Unia Europejska chce zmusić Trójmorze do przyjmowania uchodźców ?



Napięta sytuacja na polsko-białoruskiej granicy. - Nie ustają działania zmierzające do przymusowej relokacji migrantów. Komisja Europejska wywiera presję na zmianę struktury społecznej państw Trójmorza - komentuje dr Tomasz Teluk.



- Aleksander Łukaszenka i Władimir Putin dobrze wiedzą, co robią, uderzając w miękkie podbrzusze UE prawami człowieka. Reakcja instytucji unijnych jest natychmiastowa. Źródła unijne mówią, że ewentualna pomoc dla Polski w związku z kryzysem na granicy z Białorusią, będzie obwarowana szeregiem warunków. Wszystkie związane są ochroną praw człowieka. Bruksela chce, aby byli oni przyjmowani w Polsce na podstawie nowych procedur azylowych. W ten sposób ma być wymuszona zmiana prawa w naszym kraju. Obowiązkowym przyjęciem mieliby być objęci migranci, którzy nielegalnie przekroczyli zieloną granicę. Odtąd nielegalne byłoby ich zawrócenie do kraju, skąd przekraczali granicę tzw. „push back” - komentuje dr Teluk.


Nowe rozwiązania nie dotyczyłyby jedynie Polski, lecz także Łotwy i Litwy. Podczas, gdy dla Polski przyjęcie tysięcy nie byłoby problemem organizacyjnym, dla takich krajów jak Litwa czy Łotwa, o populacji mniejszej od niejednej zachodnioeuropejskiej metropolii, oznaczałoby to zaburzenie struktury społecznej.
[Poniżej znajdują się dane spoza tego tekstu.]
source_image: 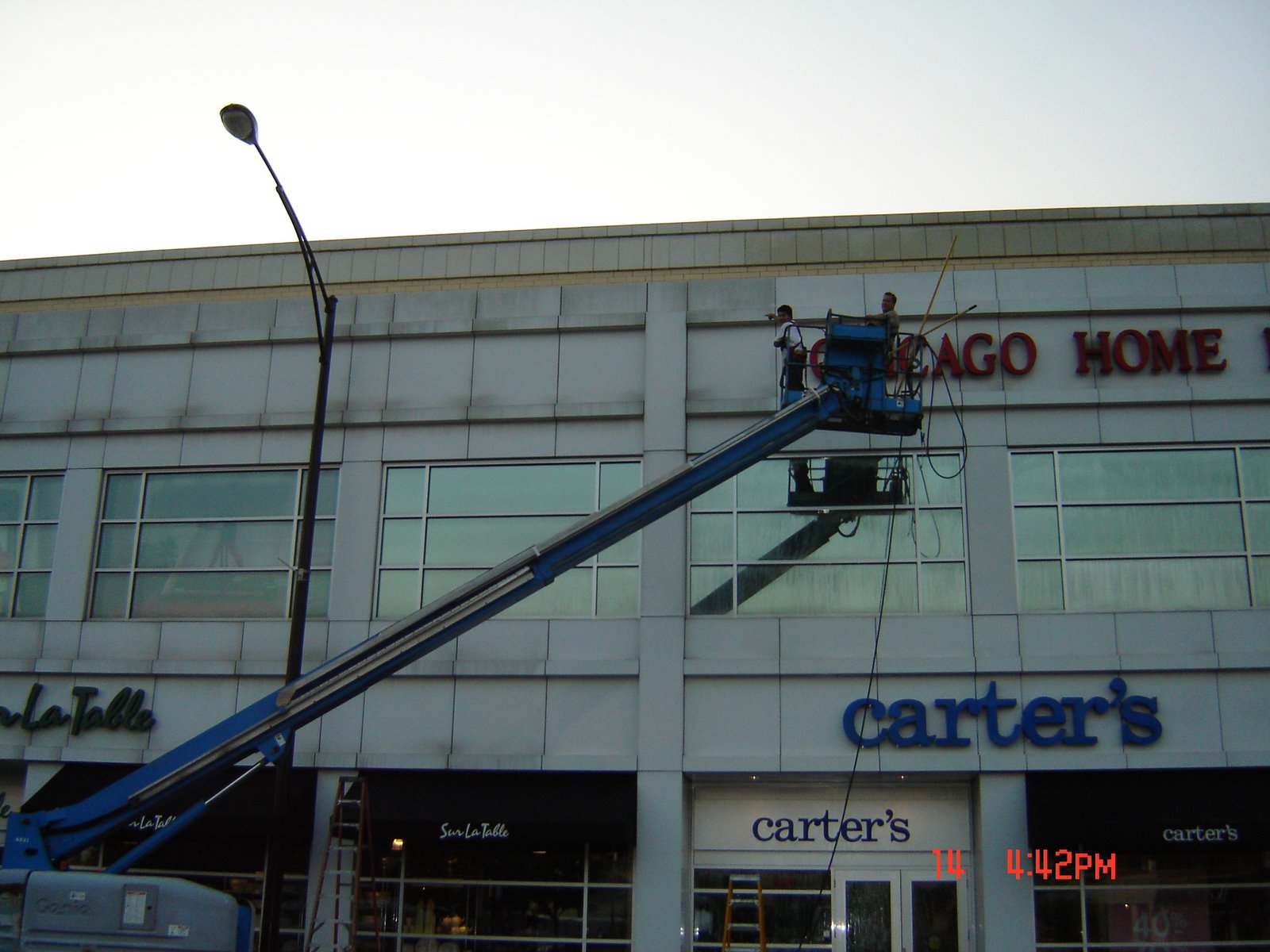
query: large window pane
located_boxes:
[690,512,733,562]
[1067,559,1249,612]
[0,474,62,618]
[375,569,419,618]
[428,463,595,514]
[132,571,288,618]
[1011,447,1270,612]
[1063,503,1243,557]
[97,523,137,569]
[688,453,968,614]
[1245,503,1270,552]
[0,476,27,522]
[1014,506,1058,557]
[1010,453,1058,503]
[137,519,294,569]
[19,525,57,569]
[379,519,423,565]
[91,573,129,618]
[13,573,48,618]
[599,463,640,509]
[738,565,917,614]
[90,470,339,618]
[1240,447,1270,499]
[737,512,919,561]
[102,472,141,519]
[383,466,427,516]
[1059,449,1238,503]
[423,516,576,566]
[142,470,298,519]
[914,509,965,560]
[1018,562,1063,612]
[376,462,640,617]
[27,476,62,520]
[594,569,639,618]
[924,562,967,612]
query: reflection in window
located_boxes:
[376,462,640,618]
[1033,849,1270,952]
[692,868,833,952]
[90,470,339,618]
[688,455,968,614]
[358,836,631,952]
[0,474,62,618]
[1011,447,1270,612]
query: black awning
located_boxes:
[1027,768,1270,852]
[362,770,635,846]
[21,764,318,836]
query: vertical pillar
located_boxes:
[631,289,692,950]
[974,773,1037,952]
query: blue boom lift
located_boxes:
[0,311,922,952]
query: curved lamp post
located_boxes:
[221,103,338,952]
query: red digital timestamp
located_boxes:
[1006,849,1115,881]
[931,849,1115,881]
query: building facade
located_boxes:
[0,205,1270,952]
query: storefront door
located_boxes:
[834,869,965,952]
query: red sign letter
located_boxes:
[1072,330,1111,373]
[1191,328,1226,370]
[1001,328,1036,376]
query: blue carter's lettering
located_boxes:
[843,677,1164,751]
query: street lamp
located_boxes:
[221,103,338,952]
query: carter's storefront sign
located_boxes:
[842,677,1164,747]
[692,785,970,868]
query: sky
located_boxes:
[0,0,1270,260]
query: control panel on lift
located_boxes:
[781,311,922,436]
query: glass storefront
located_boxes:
[357,836,631,952]
[692,783,974,952]
[357,770,635,952]
[1027,770,1270,952]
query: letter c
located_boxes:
[842,697,887,747]
[749,816,775,843]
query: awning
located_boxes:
[1027,768,1270,853]
[362,770,635,846]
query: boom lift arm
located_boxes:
[4,315,921,872]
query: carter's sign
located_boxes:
[842,677,1164,747]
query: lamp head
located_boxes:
[221,103,256,146]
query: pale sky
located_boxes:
[0,0,1270,260]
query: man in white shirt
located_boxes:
[767,305,806,390]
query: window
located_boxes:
[1033,850,1270,952]
[692,868,833,952]
[688,455,968,614]
[368,836,631,952]
[1011,447,1270,612]
[0,474,62,618]
[90,470,339,618]
[376,462,640,618]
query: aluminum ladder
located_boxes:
[305,777,379,952]
[722,873,767,952]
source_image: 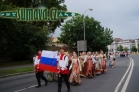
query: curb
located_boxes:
[0,71,34,78]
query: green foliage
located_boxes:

Komisja Europejska chce wymóc na krajach Trójmorza zakaz zawracania uchodźców. Przełamanie granicy i nielegalne wtargnięcie na terytorium któregoś z krajów, miałoby zostać nie tylko zalegalizowane, ale także nadzorowane przez Frontex, unijną agendę ds. ochrony granic. Wszystko po to, aby zmusić Litwę, Łotwę i Polskę do przyjmowania nielegalnych migrantów wysyłanych do Europy przez Rosję i Białoruś - pisze twórca Instytutu Globalizacji.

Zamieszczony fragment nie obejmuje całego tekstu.